Might want to pull the injector harness and see that they are actually spraying.


#3

Holy cow, thanks for the quick response, Ranger! Will be looking into each of your suggestions.

A couple questions:
Were you getting spark when the rotor was not on straight?

If I shoot the intake manifold full of starting fluid, doesn’t that preclude the fuel pressure? Wouldn’t it at least try to start?

Will certainly review vacuum leaks - I’ll never live it down if that’s the issue.

DME connector… huh, ok, will re-seat.

Ground strap was replaced as part of this effort. The old one was getting rough.
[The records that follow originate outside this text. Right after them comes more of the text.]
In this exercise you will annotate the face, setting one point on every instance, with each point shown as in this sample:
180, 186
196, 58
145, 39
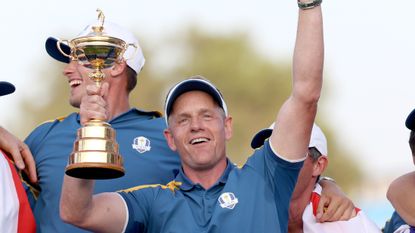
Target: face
198, 131
78, 79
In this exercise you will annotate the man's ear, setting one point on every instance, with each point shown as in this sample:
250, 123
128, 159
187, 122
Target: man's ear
320, 165
169, 138
118, 68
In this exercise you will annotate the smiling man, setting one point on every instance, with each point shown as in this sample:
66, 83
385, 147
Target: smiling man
210, 194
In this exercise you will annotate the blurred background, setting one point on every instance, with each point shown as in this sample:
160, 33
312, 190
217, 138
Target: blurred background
245, 48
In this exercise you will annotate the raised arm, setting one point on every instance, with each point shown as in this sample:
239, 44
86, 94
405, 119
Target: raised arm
296, 116
103, 212
400, 194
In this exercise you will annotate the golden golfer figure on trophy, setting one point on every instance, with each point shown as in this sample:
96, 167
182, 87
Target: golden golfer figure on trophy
95, 153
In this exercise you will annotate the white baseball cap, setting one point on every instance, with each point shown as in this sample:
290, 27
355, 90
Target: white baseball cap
317, 139
134, 56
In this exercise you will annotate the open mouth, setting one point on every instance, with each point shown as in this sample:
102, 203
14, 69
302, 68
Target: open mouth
75, 83
199, 141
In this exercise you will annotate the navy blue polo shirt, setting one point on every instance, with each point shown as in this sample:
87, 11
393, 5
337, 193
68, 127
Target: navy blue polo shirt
147, 160
254, 198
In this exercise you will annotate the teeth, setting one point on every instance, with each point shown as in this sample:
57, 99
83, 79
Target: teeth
198, 140
74, 82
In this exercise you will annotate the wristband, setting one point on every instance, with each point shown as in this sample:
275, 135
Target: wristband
308, 5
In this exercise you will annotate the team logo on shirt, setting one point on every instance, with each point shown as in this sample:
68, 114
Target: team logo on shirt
141, 144
227, 200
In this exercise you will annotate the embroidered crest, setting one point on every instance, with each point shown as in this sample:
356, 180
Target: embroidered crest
141, 144
228, 200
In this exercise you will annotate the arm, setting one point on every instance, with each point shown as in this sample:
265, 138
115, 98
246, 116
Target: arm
400, 194
296, 116
103, 212
334, 205
19, 152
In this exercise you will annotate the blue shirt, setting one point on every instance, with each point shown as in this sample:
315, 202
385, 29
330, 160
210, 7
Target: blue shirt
51, 144
395, 222
254, 198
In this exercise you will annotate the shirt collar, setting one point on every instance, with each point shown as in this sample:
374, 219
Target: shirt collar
187, 184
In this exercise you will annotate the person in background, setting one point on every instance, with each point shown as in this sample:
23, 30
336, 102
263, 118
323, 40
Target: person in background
15, 214
52, 142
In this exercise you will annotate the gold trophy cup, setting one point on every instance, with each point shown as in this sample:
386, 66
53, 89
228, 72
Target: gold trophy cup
95, 152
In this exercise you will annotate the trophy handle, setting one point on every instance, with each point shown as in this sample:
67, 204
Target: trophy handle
58, 45
135, 52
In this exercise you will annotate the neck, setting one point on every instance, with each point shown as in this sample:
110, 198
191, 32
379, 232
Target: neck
206, 177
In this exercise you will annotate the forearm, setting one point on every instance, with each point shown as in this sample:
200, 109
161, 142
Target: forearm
400, 194
76, 200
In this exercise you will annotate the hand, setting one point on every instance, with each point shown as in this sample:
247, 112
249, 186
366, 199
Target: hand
93, 105
19, 152
334, 205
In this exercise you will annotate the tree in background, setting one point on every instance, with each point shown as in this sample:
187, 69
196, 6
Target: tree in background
246, 78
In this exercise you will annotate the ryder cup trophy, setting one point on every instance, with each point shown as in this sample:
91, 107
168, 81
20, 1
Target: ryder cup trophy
95, 152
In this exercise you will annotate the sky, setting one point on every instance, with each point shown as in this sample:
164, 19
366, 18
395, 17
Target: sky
369, 51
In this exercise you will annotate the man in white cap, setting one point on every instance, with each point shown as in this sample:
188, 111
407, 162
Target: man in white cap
15, 215
307, 192
147, 158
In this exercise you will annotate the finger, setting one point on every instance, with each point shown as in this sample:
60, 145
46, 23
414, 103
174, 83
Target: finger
348, 214
30, 163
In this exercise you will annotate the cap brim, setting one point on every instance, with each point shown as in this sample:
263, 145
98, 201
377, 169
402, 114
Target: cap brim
410, 120
6, 88
193, 85
53, 51
259, 138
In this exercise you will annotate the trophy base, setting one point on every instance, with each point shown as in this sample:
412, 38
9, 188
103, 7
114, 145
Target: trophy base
96, 171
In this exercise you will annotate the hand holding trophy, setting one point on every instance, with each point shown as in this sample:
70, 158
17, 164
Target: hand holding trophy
95, 153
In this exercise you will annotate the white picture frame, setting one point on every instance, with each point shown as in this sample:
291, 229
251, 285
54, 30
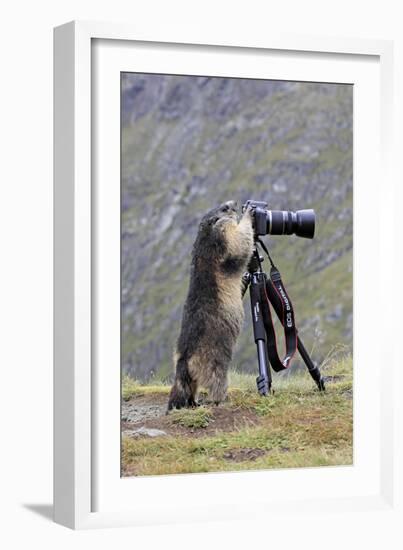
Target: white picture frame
88, 491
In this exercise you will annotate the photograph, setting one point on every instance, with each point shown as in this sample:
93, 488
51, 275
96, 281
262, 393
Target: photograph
236, 274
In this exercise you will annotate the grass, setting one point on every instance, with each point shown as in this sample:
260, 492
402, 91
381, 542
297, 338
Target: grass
192, 418
297, 426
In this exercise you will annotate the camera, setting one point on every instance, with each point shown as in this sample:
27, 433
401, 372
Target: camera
281, 222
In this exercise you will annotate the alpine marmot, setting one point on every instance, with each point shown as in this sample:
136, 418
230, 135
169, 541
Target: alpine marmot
213, 313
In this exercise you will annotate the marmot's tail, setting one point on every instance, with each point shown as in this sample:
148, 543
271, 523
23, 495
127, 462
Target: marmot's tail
181, 393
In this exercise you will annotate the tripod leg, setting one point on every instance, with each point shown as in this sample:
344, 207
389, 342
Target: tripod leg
312, 368
263, 381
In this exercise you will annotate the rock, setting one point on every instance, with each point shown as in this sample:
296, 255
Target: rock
148, 432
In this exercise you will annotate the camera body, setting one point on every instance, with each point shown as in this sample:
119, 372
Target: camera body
281, 222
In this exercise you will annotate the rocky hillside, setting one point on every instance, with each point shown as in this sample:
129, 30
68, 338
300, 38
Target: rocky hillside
189, 143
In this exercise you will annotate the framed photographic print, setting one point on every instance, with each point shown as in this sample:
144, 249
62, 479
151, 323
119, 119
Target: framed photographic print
213, 304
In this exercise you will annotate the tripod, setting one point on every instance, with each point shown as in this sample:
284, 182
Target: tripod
262, 291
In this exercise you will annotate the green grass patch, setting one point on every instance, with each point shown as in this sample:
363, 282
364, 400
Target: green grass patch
199, 417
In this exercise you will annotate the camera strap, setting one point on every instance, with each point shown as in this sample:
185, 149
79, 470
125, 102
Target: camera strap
276, 295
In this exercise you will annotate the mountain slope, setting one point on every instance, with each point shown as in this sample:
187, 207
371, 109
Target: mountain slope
189, 143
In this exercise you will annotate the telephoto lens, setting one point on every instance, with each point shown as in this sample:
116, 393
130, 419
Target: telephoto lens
281, 222
284, 222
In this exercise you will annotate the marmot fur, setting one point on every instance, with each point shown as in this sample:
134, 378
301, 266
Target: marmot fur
213, 313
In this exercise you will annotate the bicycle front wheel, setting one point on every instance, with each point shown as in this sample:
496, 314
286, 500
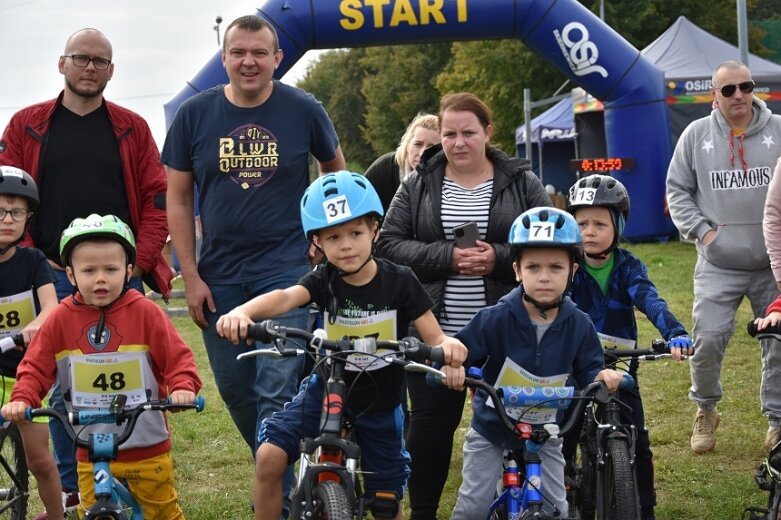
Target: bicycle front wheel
619, 485
14, 477
331, 502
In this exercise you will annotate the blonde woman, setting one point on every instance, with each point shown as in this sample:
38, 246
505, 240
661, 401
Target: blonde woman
387, 172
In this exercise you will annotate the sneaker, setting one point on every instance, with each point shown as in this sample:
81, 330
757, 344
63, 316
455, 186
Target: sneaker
703, 437
773, 437
71, 502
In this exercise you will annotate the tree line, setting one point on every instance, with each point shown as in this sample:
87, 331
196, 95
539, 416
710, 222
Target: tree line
371, 93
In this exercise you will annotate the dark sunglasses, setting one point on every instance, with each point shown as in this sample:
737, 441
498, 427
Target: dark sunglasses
747, 87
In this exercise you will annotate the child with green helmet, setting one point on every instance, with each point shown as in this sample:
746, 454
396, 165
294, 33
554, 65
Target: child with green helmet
611, 284
140, 352
28, 297
340, 214
534, 333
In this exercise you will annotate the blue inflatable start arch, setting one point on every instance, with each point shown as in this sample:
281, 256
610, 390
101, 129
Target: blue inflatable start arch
564, 32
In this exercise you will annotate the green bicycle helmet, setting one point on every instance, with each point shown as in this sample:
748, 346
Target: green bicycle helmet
17, 182
100, 227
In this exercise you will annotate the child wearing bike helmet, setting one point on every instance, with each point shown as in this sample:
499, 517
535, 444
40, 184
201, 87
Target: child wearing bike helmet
612, 283
27, 297
534, 333
340, 214
107, 340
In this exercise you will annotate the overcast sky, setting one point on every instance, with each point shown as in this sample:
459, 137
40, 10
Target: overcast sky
158, 46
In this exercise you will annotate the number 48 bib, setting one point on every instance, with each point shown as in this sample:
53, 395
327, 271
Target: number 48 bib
97, 378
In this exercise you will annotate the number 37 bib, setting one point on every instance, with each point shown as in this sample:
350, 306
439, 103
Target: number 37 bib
97, 378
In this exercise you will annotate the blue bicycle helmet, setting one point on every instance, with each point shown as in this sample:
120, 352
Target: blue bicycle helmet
337, 198
546, 227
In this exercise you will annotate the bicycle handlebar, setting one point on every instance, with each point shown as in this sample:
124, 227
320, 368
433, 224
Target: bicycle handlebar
10, 342
269, 331
110, 416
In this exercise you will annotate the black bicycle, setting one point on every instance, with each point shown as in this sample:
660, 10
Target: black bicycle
601, 479
768, 473
520, 495
328, 484
14, 476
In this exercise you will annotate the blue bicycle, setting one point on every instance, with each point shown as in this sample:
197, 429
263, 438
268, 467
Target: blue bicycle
519, 496
112, 499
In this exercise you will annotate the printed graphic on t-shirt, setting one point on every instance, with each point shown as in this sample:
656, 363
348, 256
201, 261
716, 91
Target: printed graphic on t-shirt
514, 375
363, 324
249, 156
16, 312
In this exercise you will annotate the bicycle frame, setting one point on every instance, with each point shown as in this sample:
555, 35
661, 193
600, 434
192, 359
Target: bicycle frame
333, 455
103, 448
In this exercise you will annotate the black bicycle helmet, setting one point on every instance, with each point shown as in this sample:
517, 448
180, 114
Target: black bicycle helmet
17, 182
605, 192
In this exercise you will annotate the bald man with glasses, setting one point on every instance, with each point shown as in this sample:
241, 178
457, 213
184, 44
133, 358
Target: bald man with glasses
717, 183
89, 155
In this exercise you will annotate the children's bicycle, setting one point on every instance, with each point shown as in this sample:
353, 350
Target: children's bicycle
520, 495
768, 473
601, 479
328, 483
14, 476
112, 499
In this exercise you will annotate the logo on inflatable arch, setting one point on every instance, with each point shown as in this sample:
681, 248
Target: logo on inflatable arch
580, 52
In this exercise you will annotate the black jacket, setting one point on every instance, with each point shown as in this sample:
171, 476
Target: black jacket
412, 233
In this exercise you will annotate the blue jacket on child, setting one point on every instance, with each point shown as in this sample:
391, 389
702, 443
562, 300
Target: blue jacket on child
629, 287
505, 330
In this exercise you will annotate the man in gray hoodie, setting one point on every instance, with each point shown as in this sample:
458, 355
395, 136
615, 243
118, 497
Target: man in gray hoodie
716, 188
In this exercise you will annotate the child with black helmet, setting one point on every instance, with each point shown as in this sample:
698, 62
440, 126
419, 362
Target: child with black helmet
104, 332
535, 332
28, 297
611, 284
340, 213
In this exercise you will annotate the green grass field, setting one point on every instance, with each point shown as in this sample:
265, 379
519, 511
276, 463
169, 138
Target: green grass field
214, 468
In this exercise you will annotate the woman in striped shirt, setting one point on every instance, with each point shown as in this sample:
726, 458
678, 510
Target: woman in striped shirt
464, 179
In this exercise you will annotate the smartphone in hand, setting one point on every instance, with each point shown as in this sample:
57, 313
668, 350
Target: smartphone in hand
466, 235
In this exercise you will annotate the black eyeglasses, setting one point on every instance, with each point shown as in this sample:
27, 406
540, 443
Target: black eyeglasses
17, 214
82, 61
747, 87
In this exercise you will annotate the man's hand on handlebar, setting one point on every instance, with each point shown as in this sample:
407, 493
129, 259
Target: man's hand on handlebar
680, 346
771, 319
455, 351
233, 326
14, 411
611, 378
454, 377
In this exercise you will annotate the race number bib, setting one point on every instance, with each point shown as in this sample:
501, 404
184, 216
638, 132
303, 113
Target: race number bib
16, 312
381, 326
98, 378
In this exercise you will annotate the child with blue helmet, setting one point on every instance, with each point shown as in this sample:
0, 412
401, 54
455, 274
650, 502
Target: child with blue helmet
535, 333
612, 283
340, 214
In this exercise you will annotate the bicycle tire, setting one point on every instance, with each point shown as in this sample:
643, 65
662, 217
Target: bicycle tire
331, 502
14, 475
584, 503
619, 485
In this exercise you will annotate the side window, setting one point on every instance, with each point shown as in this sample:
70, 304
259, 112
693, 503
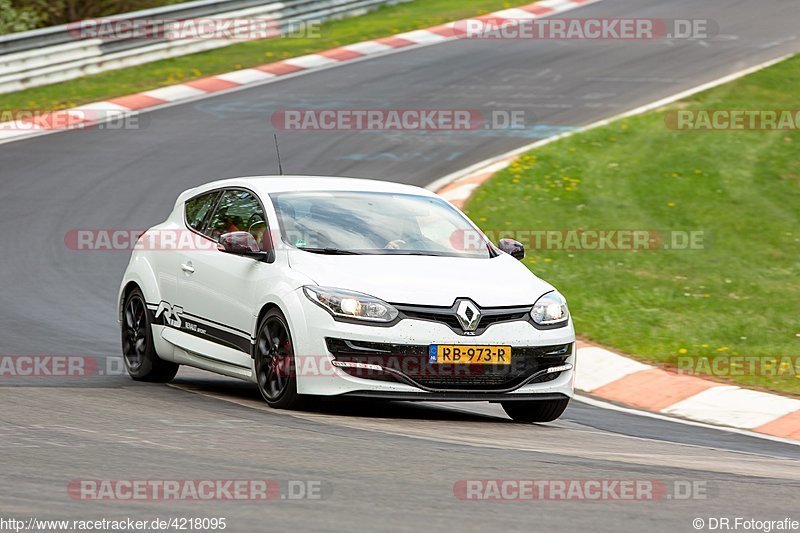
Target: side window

Got good ground to chassis.

Will go through fuel system as well… not looking forward to pulling the rail.

I appreciate your thoughts on this - your single answer outdoes anything I’ve gotten from any other source.


#4

The symptoms would tend to indicate a problem with cam timing or spark. Your checks of cam timing would seem to eliminate that as a possibility. That leaves spark as the most likely suspect. As Ranger pointed out it is possible to incorrectly install the rotor and that would be the first thing I’d check. I would not hurt to have another pair of eyes verify correct plug wiring.


#5

[quote=“Bxb8879” post=82999]Holy cow, thanks for the quick response, Ranger! Will be looking into each of your suggestions.

A couple questions:
Were you getting spark when the rotor was not on straight?

If I shoot the intake manifold full of starting fluid, doesn’t that preclude the fuel pressure? Wouldn’t it at least try to start?

Will certainly review vacuum leaks - I’ll never live it down if that’s the issue.

DME connector… huh, ok, will re-seat.

Ground strap was replaced as part of this effort. The old one was getting rough. Got good ground to chassis.

Will go through fuel system as well… not looking forward to pulling the rail.

I appreciate your thoughts on this - your single answer outdoes anything I’ve gotten from any other source.[/quote]

Re. spark. Sorry, I just don’t remember. I might have tested the one or two plugs that were sparking.

Re. starter fluid. I’ve never had much luck with that.

Re. vac leaks. They are diabolical.

Re. injectors firing. Harbor Freight sells a kit sort of thing that can tell you if your injectors are getting a “fire” signal. IT’s called a “noid light”, or something like that. It’s a weird name. They fire in banks…1-3-5 and 2–4-6, which, frankly, amazes me. I mean, how can that possible work? But Bosch has been doing this for a while so somehow it must work.


#6

Even with a pretty large intake leak, a healthy dose of starting fluid should allow the engine to fire and run briefly if cam and spark timing are correct.